A acusação afirmou, no tribunal federal de Manhattan, que “esses royalties foram extraídos de um fundo de royalties que as plataformas de streaming devem reservar para os artistas que transmitem gravações de áudio que incorporam composições musicais”. Ou seja: esse dinheiro deveria estar indo para artistas reais.

Enganando o Spotify

Quando o caso foi revelado, havia algo que não se encaixava. Segundo o promotor federal Damian Williams, a fraude de Smith enganou músicos e compositores desde 2017 e durou até poucos meses atrás. Em outras palavras, o criminoso ficou brincando com o sistema por nada menos do que sete anos antes que o alarme fosse acionado. Como o alarme não soou antes?

De acordo com Christie M. Curtis, chefe do escritório do FBI em Nova York, Smith “usou funções automáticas para transmitir repetidamente a música e gerar royalties ilegais”. No entanto, antes disso, o homem supostamente precisou achar uma forma de contornar os sistemas de detecção de fraude das plataformas.

Os promotores alegam que, inicialmente (em 2017), Smith apenas fazia os streams fraudulentos de suas faixas. No entanto, as plataformas de streaming possuem mecanismos para detectar possíveis fraudes caso uma faixa em particular seja transmitida um bilhão de vezes. Quando Smith tomou conhecimento dessa informação, modificou o plano.

O que ele fez? Segundo a acusação, no ano seguinte, Smith passou a gerar a maior quantidade de músicas possível. “Precisamos arranjar UM MONTE de canções rapidamente para conseguirmos evitar as políticas antifraude que esses caras estão usando agora”, disse o acusado em mensagens privadas enviadas a dois amigos, conforme revelou a acusação.

O caso, pioneiro pelo volume da fraude, não tem apenas Smith como alvo. Também está sendo investigado o diretor executivo de uma empresa de inteligência artificial com a qual ele iniciou seu plano em 2018, assim como um promoter musical que ajudou a gerar as centenas de milhares de músicas. Além disso, parece que Smith comprou grandes quantidades de endereços de e-mail para configurar contas falsas e utilizou um serviço de VPN para "disfarçar" que estava controlando todas a partir de sua casa.

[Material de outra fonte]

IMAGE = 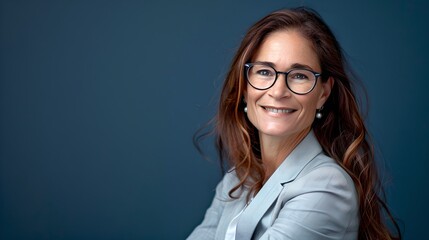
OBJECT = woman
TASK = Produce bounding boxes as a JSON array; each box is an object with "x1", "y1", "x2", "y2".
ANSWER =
[{"x1": 188, "y1": 8, "x2": 400, "y2": 240}]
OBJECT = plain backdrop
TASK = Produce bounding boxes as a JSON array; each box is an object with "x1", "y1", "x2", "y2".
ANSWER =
[{"x1": 0, "y1": 0, "x2": 429, "y2": 240}]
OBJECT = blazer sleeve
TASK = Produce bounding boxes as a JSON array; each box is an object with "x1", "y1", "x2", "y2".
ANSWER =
[
  {"x1": 187, "y1": 174, "x2": 226, "y2": 240},
  {"x1": 259, "y1": 165, "x2": 359, "y2": 240}
]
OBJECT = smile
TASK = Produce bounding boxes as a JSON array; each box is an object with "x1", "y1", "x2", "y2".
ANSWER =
[{"x1": 264, "y1": 107, "x2": 295, "y2": 113}]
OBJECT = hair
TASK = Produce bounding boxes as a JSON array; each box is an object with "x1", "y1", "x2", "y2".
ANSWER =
[{"x1": 197, "y1": 7, "x2": 401, "y2": 240}]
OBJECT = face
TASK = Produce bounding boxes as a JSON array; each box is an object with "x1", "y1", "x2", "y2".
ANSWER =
[{"x1": 244, "y1": 30, "x2": 333, "y2": 142}]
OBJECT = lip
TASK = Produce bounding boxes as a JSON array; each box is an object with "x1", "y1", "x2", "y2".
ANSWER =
[{"x1": 261, "y1": 106, "x2": 296, "y2": 114}]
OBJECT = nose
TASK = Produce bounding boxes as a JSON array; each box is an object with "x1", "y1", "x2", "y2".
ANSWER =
[{"x1": 268, "y1": 74, "x2": 291, "y2": 99}]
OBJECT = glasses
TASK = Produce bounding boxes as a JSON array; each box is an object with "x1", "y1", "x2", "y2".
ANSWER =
[{"x1": 244, "y1": 63, "x2": 322, "y2": 95}]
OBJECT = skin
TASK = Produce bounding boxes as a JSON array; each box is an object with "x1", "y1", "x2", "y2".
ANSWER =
[{"x1": 244, "y1": 30, "x2": 333, "y2": 180}]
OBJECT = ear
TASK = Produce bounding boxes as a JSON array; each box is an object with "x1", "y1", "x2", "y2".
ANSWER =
[{"x1": 317, "y1": 77, "x2": 334, "y2": 109}]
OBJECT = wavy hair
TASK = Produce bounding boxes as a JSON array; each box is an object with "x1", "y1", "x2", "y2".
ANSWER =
[{"x1": 196, "y1": 7, "x2": 401, "y2": 240}]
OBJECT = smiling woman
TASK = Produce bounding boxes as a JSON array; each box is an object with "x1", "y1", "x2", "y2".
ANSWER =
[{"x1": 188, "y1": 8, "x2": 401, "y2": 240}]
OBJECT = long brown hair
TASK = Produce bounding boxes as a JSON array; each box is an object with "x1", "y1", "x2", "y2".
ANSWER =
[{"x1": 196, "y1": 8, "x2": 401, "y2": 240}]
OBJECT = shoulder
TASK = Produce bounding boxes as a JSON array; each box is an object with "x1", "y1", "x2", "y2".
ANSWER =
[{"x1": 285, "y1": 154, "x2": 358, "y2": 204}]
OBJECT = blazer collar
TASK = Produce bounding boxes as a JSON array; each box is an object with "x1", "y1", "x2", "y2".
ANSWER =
[{"x1": 235, "y1": 131, "x2": 322, "y2": 240}]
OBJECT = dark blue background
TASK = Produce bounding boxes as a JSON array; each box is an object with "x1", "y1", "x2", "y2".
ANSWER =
[{"x1": 0, "y1": 0, "x2": 429, "y2": 239}]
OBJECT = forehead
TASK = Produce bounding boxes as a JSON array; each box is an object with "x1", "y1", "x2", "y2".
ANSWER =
[{"x1": 252, "y1": 30, "x2": 320, "y2": 71}]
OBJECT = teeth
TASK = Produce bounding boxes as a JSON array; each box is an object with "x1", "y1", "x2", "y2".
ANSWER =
[{"x1": 265, "y1": 108, "x2": 293, "y2": 113}]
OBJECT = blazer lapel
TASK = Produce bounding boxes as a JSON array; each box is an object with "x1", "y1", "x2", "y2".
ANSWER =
[{"x1": 235, "y1": 131, "x2": 322, "y2": 240}]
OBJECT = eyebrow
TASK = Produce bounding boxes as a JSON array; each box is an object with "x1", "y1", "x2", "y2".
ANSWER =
[{"x1": 255, "y1": 61, "x2": 314, "y2": 71}]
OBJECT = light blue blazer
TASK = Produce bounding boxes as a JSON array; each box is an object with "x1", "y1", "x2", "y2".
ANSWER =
[{"x1": 187, "y1": 131, "x2": 359, "y2": 240}]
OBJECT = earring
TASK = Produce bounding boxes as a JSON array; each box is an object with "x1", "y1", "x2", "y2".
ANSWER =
[{"x1": 316, "y1": 106, "x2": 323, "y2": 119}]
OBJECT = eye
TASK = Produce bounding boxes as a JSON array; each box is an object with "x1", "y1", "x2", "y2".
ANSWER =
[
  {"x1": 290, "y1": 73, "x2": 308, "y2": 80},
  {"x1": 256, "y1": 69, "x2": 275, "y2": 77},
  {"x1": 288, "y1": 70, "x2": 312, "y2": 81}
]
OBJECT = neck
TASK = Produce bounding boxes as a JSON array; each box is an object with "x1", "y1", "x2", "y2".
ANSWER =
[{"x1": 259, "y1": 128, "x2": 311, "y2": 182}]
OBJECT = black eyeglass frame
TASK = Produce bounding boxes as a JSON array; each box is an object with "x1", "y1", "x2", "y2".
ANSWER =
[{"x1": 244, "y1": 63, "x2": 322, "y2": 95}]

A acusação também revelou a ocasião em que o caso atraiu a atenção das autoridades. Isso ocorreu quando o homem negou ter participado de uma fraude de streaming ao ser confrontado pelo Mechanical Licensing Collective, organismo que distribui os royalties de streaming. Pouco depois, em 2023, o MLC levantou dúvidas sobre como Smith poderia gerar tanta música de forma tão rápida sem usar IA.

Aviso aos navegantes

Smith foi acusado em Nova York de lavagem de dinheiro, fraude eletrônica e conspiração para cometer fraude eletrônica e, segundo o MLC, “o caso lança luz sobre o grave problema da fraude nas reproduções online para a indústria da música”.

Como dissemos no início, ainda falta um longo caminho para que a indústria da música, hoje eminentemente digital, faça as pazes com as ferramentas de IA. O caso de Smith é um sintoma dos tempos, mas, com certeza, não será o único.